In this extract for the Scotsman Sessions, McCredie appears in the role of Mr Toad, the notorious motor-car loving hero of Kenneth Grahame’s much-loved Edwardian children’s story The Wind In The Willows, currently being staged daily on the riverside lawn in front of Pitlochry Festival Theatre. Dressed as a washerwoman, Toad has escaped from prison – where he was serving a sentence for reckless driving – and is trying to board a train back to Toad Hall; but he has forgotten that his money is in the pocket of the trousers he traded for his washerwoman’s smock.

Playing opposite Colin McCredie, as the railway guard, is Ali Watt, a young Scottish actor who grew up in Edinburgh, and underwent a full seven years of training as a solicitor, at Glasgow University and beyond, before taking up a place at Bristol Old Vic drama school, and fulfilling his dream of becoming an actor.

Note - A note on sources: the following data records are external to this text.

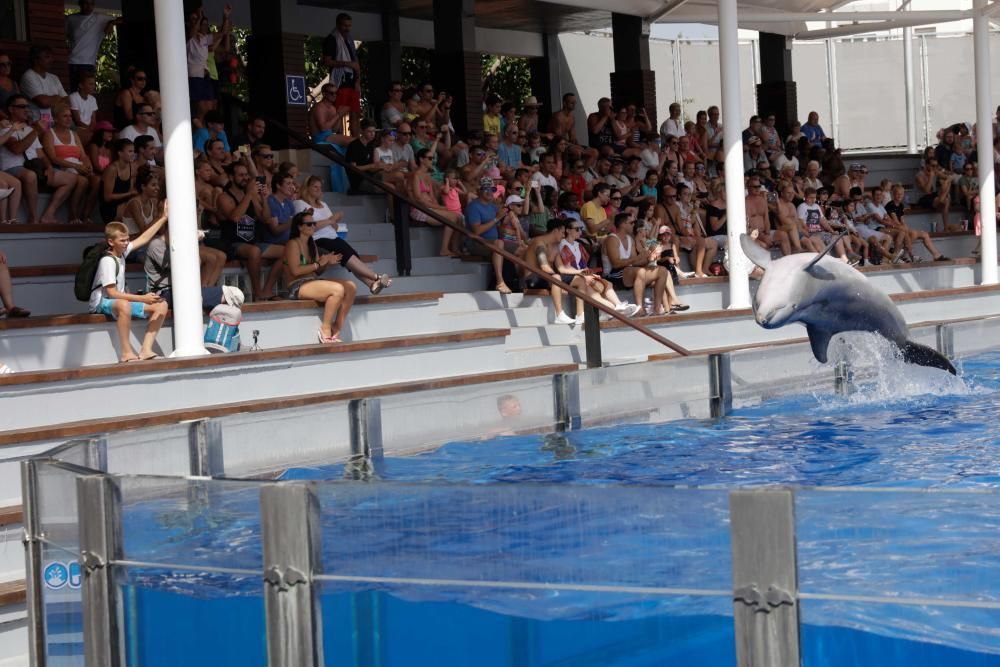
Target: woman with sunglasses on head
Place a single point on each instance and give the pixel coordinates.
(328, 240)
(303, 266)
(130, 98)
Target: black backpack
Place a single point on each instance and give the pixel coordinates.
(84, 284)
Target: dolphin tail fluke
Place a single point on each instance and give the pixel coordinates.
(921, 355)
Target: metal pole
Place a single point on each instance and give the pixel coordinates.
(720, 381)
(566, 401)
(984, 145)
(592, 335)
(911, 110)
(732, 121)
(765, 580)
(33, 564)
(99, 517)
(205, 448)
(185, 274)
(831, 81)
(290, 531)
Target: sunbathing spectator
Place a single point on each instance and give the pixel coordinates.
(626, 267)
(326, 118)
(83, 105)
(240, 206)
(562, 124)
(812, 130)
(934, 185)
(39, 85)
(340, 56)
(483, 219)
(303, 266)
(9, 308)
(328, 239)
(895, 219)
(214, 128)
(118, 180)
(421, 189)
(255, 131)
(109, 295)
(71, 170)
(200, 43)
(86, 30)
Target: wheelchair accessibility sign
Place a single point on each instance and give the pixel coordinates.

Since he returned to Scotland in 2014, Watt has appeared in plays ranging from Dundee Rep’s 2016 production of Much Ado About Nothing to Elizabeth Newman’s acclaimed 2019 staging of The Crucible at Pitlochry. Like McCredie, he is hugely appreciative of what artistic director Elizabeth Newman has been able to achieve in Pitlochry both before and during lockdown, and of the experience of being part of the Pitlochry ensemble; and this brief extract from one of the company’s current shows fully captures the playful and festive atmosphere on the Pitlochry riverbank, as Toad careers towards speed and modernity at any cost, only to find – in highly prescient style – that his behaviour has consequences, after all.